United States v. William Henry Forrest

623 F.2d 1107, 1980 U.S. App. LEXIS 14864
CourtCourt of Appeals for the Fifth Circuit
DecidedAugust 14, 1980
Docket79-5530
StatusPublished
Cited by43 cases

This text of 623 F.2d 1107 (United States v. William Henry Forrest) is published on Counsel Stack Legal Research, covering Court of Appeals for the Fifth Circuit primary law.
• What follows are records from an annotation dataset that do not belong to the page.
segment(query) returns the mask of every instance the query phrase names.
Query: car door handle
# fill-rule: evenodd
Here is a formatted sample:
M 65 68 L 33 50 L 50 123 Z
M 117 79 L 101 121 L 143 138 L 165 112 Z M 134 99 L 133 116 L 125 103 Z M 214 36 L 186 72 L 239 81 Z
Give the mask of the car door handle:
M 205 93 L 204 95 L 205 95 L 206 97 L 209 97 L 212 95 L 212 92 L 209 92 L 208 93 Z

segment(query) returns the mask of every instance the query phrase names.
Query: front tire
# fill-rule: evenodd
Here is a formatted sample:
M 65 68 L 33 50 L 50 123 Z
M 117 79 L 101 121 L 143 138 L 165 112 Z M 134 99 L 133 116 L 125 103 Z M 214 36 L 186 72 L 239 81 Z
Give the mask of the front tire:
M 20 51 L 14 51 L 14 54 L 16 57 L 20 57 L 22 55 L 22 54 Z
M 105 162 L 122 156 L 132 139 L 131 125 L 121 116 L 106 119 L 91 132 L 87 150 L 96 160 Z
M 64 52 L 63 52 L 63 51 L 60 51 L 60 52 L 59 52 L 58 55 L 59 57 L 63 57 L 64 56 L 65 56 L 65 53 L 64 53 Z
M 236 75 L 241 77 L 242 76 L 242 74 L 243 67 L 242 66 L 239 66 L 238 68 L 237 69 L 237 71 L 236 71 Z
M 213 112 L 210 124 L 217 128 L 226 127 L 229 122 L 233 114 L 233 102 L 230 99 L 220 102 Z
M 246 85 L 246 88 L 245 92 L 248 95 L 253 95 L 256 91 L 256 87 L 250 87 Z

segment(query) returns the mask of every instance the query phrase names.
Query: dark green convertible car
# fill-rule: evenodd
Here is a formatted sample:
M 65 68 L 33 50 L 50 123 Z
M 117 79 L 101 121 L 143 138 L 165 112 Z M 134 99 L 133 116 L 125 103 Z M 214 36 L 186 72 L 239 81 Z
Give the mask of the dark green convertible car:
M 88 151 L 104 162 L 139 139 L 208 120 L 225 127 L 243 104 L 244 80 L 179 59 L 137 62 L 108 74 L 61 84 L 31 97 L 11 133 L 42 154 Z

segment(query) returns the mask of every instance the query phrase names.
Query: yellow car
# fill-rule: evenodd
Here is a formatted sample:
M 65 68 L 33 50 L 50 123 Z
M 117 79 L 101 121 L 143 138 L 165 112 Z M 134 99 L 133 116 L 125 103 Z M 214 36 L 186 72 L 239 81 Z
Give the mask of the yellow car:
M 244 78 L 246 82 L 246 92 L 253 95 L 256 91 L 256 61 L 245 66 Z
Counsel Stack provides free access to over 12 million legal documents including statutes, case law, regulations, and constitutions.

Bluebook
United States v. William Henry Forrest, 623 F.2d 1107, 1980 U.S. App. LEXIS 14864 (5th Cir. 1980).

Opinion

R. LANIER ANDERSON, III, Circuit Judge:

Appellant Forrest was convicted by a jury of perjury in violation of 18 U.S.C. § 1621 (1976) and of jury tampering 1 in violation of 18 U.S.C. § 1503 (1976). The perjury and jury tampering charges gréw out of alleged misconduct on the part of appellant during a prior trial on charges of interstate transportation of stolen motor vehicles and other charges. The perjury conviction which we are now asked to review relates to testimony appellant Forrest gave during a pre-trial suppression hearing in connection with the prior trial. The jury tampering charge relates to certain actions appellant was alleged to have taken while that prior trial was in progress. Appellant Forrest was sentenced to three years imprisonment on the perjury count and three years on the jury tampering count, to be served concurrently.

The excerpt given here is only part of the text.